Did you ever wonder what a curator at an art museum does? Carnegie Museum of Art relies on a dedicated team of curators who are responsible for the study, development, and stewardship of the collection as well as the creation of exhibitions. Curators engage with artists, scholars, community members, donors, and other cultural stakeholders, and they work collaboratively with all teams at our museum to create compelling experiences that connect people to art, ideas, and one another.
Research and Collection Development
One of the principal responsibilities of the museum is the care and acquisition of significant works of art. Our curators play an important role in achieving these responsibilities. They work in close collaboration with our conservation and collection teams to ensure that visitors today and tomorrow have equitable access to the enjoyment and study of our collection. While the collection anchors our history, every acquisition also holds transformative potential. Our curators conduct research in the collection to explore its history, provenance, and strengths. They examine its inherited narratives and identify areas for growth and the emergence of new stories. Our curators also work with artists and other stakeholders to locate potential acquisitions and ensure that objects collected become a resource for the residents of Pittsburgh and the region. They research and suggest new acquisitions that expand the creative capacity of the collection and the museum’s ability to offer our visitors multifaceted narratives about art.

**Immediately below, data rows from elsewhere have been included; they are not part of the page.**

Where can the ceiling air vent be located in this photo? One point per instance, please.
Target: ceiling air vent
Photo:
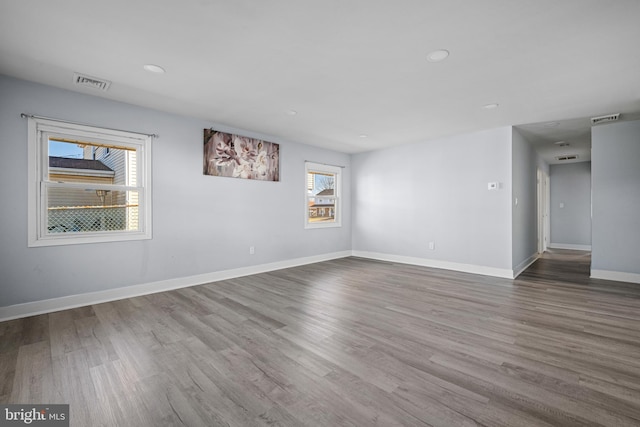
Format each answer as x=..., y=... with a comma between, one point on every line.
x=92, y=82
x=568, y=157
x=605, y=119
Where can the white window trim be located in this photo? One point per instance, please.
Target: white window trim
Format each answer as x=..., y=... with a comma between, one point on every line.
x=321, y=168
x=38, y=166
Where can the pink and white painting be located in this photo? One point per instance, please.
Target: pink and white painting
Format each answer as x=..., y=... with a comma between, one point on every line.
x=236, y=156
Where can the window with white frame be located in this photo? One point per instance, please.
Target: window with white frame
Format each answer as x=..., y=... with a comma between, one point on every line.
x=322, y=202
x=87, y=184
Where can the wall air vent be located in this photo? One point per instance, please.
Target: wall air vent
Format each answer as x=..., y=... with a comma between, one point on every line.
x=604, y=119
x=92, y=82
x=567, y=157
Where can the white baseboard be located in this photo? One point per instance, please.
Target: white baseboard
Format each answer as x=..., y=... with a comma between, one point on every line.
x=446, y=265
x=525, y=264
x=569, y=246
x=72, y=301
x=618, y=276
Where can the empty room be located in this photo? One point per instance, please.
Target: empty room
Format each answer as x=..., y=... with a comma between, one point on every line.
x=336, y=213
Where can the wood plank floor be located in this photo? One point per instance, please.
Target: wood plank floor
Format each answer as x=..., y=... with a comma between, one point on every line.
x=350, y=342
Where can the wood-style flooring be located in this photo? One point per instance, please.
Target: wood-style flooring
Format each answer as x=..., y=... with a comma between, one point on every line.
x=349, y=342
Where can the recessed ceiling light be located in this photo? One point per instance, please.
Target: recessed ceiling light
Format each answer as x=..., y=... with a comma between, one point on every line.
x=438, y=55
x=154, y=68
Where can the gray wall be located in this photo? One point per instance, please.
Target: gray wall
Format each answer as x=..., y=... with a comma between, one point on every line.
x=615, y=173
x=570, y=186
x=201, y=224
x=525, y=211
x=436, y=191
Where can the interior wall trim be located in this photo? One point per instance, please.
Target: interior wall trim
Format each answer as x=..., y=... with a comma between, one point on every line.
x=446, y=265
x=618, y=276
x=73, y=301
x=525, y=264
x=569, y=246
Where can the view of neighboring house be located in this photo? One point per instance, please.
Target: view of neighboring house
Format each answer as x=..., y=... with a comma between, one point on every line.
x=322, y=207
x=321, y=198
x=72, y=209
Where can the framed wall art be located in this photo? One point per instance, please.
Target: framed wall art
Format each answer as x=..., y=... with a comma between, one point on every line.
x=236, y=156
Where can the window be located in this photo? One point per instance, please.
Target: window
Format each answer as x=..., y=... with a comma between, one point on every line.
x=322, y=202
x=87, y=184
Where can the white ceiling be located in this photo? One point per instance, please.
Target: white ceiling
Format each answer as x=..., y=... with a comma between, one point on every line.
x=347, y=67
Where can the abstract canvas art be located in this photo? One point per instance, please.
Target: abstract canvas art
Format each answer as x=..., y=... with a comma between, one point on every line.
x=236, y=156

Exhibitions and Installations
The museum presents artworks from the Pittsburgh region and around the world: in the collection galleries, installations, and exhibitions, and through our Forum series, the Carnegie International, the Charles “Teenie” Harris Archive, the Hillman Photography Initiative, and the Heinz Architecture Center. These efforts are the direct outcome of our team’s collection research and development. Our curators envision the galleries as spaces for contemporary conversations about art and art history. They research objects spanning various regions and time periods including sculptures, design objects, paintings, furniture, time-based media, works on paper, and photography. They collaborate with artists, community partners, scholars, and colleagues within and outside the museum to ensure that the museum serves the communities of Pittsburgh, the region, and the art and cultural heritage field at large.